The center feels the heaviest, a spot that slows down the eye until it is woken up again by a swift intrusion of white. Two white marks, subtle and stark allow a sense of contrast to break up the composition. It provides proof of a foreground within the disorder, and one can distinguish the placement of the orange, blue and yellow from the black and white. We are then led onwards, towards the bottom left of the composition to find another circular shape, coated with a series of white lines that provides visual texture.

We are shuttled out from the left corner back towards the center of the work by a cone-like form composed of two black lines encompassing an ocean of more blue and orange, tangled together like a series of webs. Watery drips line the surface of the paper, emphasizing materiality and the process-based nature of the work.

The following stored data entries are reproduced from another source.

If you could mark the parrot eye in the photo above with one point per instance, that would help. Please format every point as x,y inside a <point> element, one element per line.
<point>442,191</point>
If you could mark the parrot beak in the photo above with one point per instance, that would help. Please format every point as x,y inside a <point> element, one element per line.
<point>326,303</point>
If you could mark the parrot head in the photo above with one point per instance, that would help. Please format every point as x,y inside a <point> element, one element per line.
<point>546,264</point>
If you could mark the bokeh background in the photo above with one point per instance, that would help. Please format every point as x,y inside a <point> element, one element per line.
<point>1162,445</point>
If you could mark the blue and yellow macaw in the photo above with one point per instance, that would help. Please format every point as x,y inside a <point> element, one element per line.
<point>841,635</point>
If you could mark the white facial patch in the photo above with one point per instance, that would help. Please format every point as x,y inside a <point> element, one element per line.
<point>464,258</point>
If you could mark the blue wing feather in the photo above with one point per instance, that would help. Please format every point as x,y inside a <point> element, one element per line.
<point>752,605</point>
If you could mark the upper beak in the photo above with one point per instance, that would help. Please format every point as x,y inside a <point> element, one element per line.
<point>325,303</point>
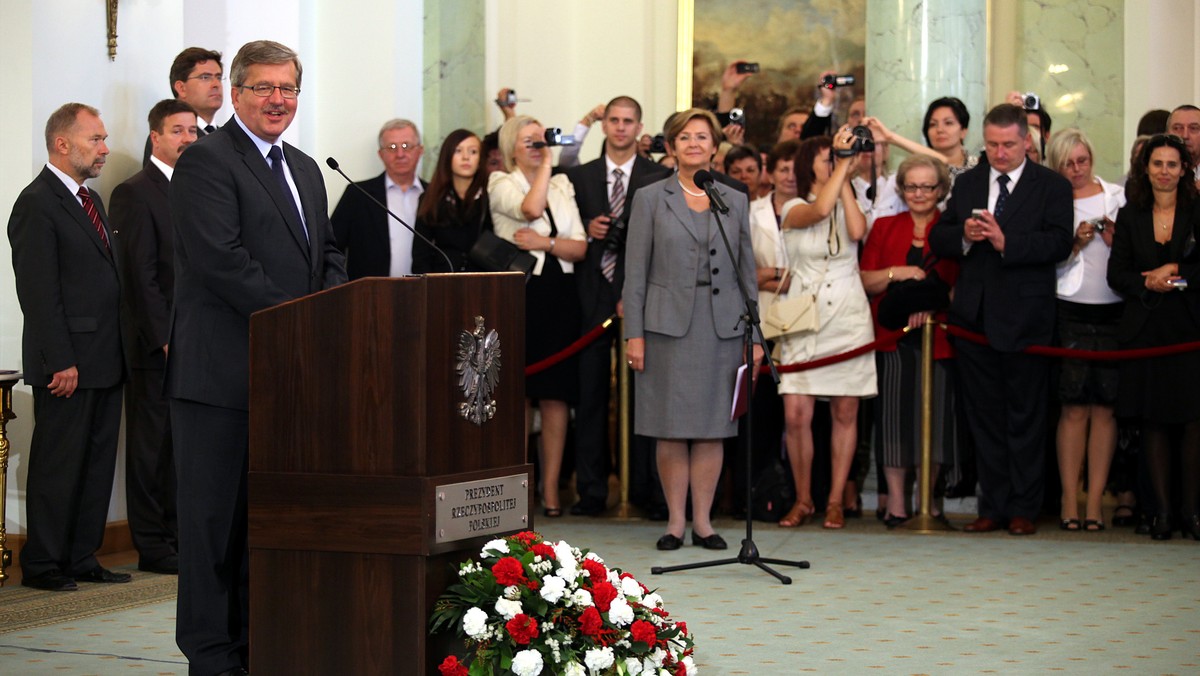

Untitled (Rainbow Explosion) reminds me of art critic Clement Greenberg’s idea of art for art’s sake, the idea that the painting is the art object, and that its underlying theme rests in an expression of material. The works of many contemporary artists living and working today epitomize this same ideology, and celebration, if you will, of the process of art making as their artworks content. Greenberg felt that abstract work had the ability to create in-depth thinking and questioning, a skill that one would benefit from in thinking on a larger scale, within their communities and ultimately in the world. This work inspires deeper investigation and contemplation, an enlightening experience for the viewer.